Suicide assisté : le Danemark relance le débat, découvrez le témoignage d'une malade

DirectLCI
FIN DE VIE - Les sociaux-démocrates et les libéraux danois demandent à ce qu'un nouveau débat s'ouvre sur la fin de vie. Jusqu'ici, seul le parti écologiste était favorable à la mise en place du suicide assisté. Qu'en est-il en France ?

Le Danemark va-t-il autoriser le suicide assisté ? Plusieurs partis politiques du pays se penchent en tout cas sur la question. Illégale pour l'heure, la démarche pourrait néanmoins voir son statut juridique évoluer alors que plusieurs cas interpellent l’opinion.

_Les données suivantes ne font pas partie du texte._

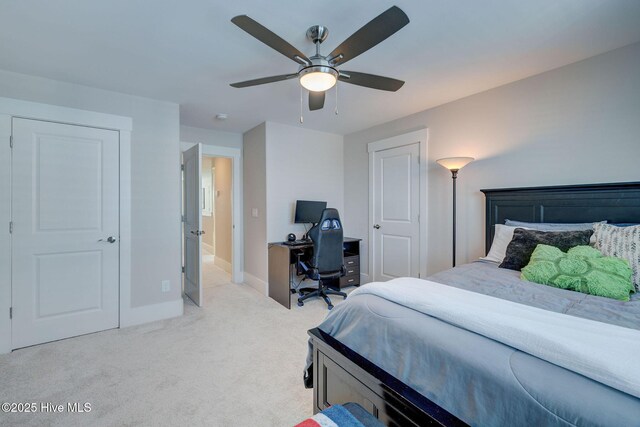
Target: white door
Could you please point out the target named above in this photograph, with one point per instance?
(396, 209)
(192, 160)
(65, 213)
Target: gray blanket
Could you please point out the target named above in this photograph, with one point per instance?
(479, 380)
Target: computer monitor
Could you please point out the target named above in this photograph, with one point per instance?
(309, 212)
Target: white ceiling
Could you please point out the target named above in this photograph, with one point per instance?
(188, 51)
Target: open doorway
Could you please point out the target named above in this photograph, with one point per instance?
(217, 223)
(211, 220)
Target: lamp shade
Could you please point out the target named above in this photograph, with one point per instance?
(318, 78)
(454, 163)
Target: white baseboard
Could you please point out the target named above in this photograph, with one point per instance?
(223, 264)
(257, 284)
(152, 312)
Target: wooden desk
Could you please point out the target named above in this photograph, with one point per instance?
(282, 267)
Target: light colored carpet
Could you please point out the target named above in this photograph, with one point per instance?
(237, 361)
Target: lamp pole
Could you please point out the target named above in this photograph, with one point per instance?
(454, 164)
(454, 177)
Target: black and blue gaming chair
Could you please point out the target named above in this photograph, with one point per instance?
(327, 261)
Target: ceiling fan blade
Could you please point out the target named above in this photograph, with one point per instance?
(370, 80)
(269, 38)
(316, 100)
(377, 30)
(264, 80)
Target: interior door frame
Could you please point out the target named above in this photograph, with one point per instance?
(237, 239)
(10, 108)
(419, 136)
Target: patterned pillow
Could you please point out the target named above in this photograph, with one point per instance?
(621, 242)
(525, 241)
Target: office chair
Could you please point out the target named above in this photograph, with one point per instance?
(327, 261)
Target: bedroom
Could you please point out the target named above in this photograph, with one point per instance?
(558, 105)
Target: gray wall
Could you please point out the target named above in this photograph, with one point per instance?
(282, 164)
(210, 137)
(255, 196)
(576, 124)
(302, 164)
(155, 175)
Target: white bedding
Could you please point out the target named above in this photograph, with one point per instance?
(605, 353)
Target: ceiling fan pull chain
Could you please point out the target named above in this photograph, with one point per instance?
(336, 111)
(301, 118)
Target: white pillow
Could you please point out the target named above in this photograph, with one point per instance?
(501, 239)
(620, 242)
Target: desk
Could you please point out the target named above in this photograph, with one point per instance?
(282, 267)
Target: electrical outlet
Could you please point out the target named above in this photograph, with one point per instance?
(166, 286)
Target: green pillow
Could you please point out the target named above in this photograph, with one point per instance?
(582, 269)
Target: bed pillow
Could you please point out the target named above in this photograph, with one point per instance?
(553, 226)
(501, 239)
(581, 269)
(620, 242)
(556, 226)
(524, 242)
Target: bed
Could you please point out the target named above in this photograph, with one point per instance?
(408, 368)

Mais pour le moment, les médecins danois – à l’instar de leurs homologues français - sont seulement autorisés à ne pas succomber à l’acharnement thérapeutique ainsi qu’à tenter de contenir la douleur à l’aide de morphine. Le patient est aussi en droit de refuser un traitement, mais guère plus. Serment d’Hippocrate oblige, "tu ne provoqueras jamais la mort délibérément".  Le même texte, profession de foi des docteurs occidentaux depuis des siècles, précise néanmoins une autre attribution qui incombe au spécialiste :  "Je ferai tout pour soulager la souffrance." Alors, que faire quand la mort se révèle être la seule solution contre une douleur trop grande ? Epineux problème s’il en est. 


"Ce n'est pas une vie"

Epineux, mais pas pour Mathilde Gerby, 37 ans. Cette Danoise est atteinte de mucoviscidose. Elle se dit prête à faire face à la mort, mais à une condition : que ce dernier voyage se fasse par suicide assisté, et non en laissant gagner la maladie. "J’ai du mal à respirer, explique-t-elle, à reprendre mon souffle. Je vais m’étouffer jusqu’à la mort, petit à petit. Et c’est ainsi que ma vie va se terminer. Je ne veux pas que cela se passe ainsi. Ce n’est pas une vie. Etre incapable d’aller aux toilettes, de se laver… être incapable de manger". 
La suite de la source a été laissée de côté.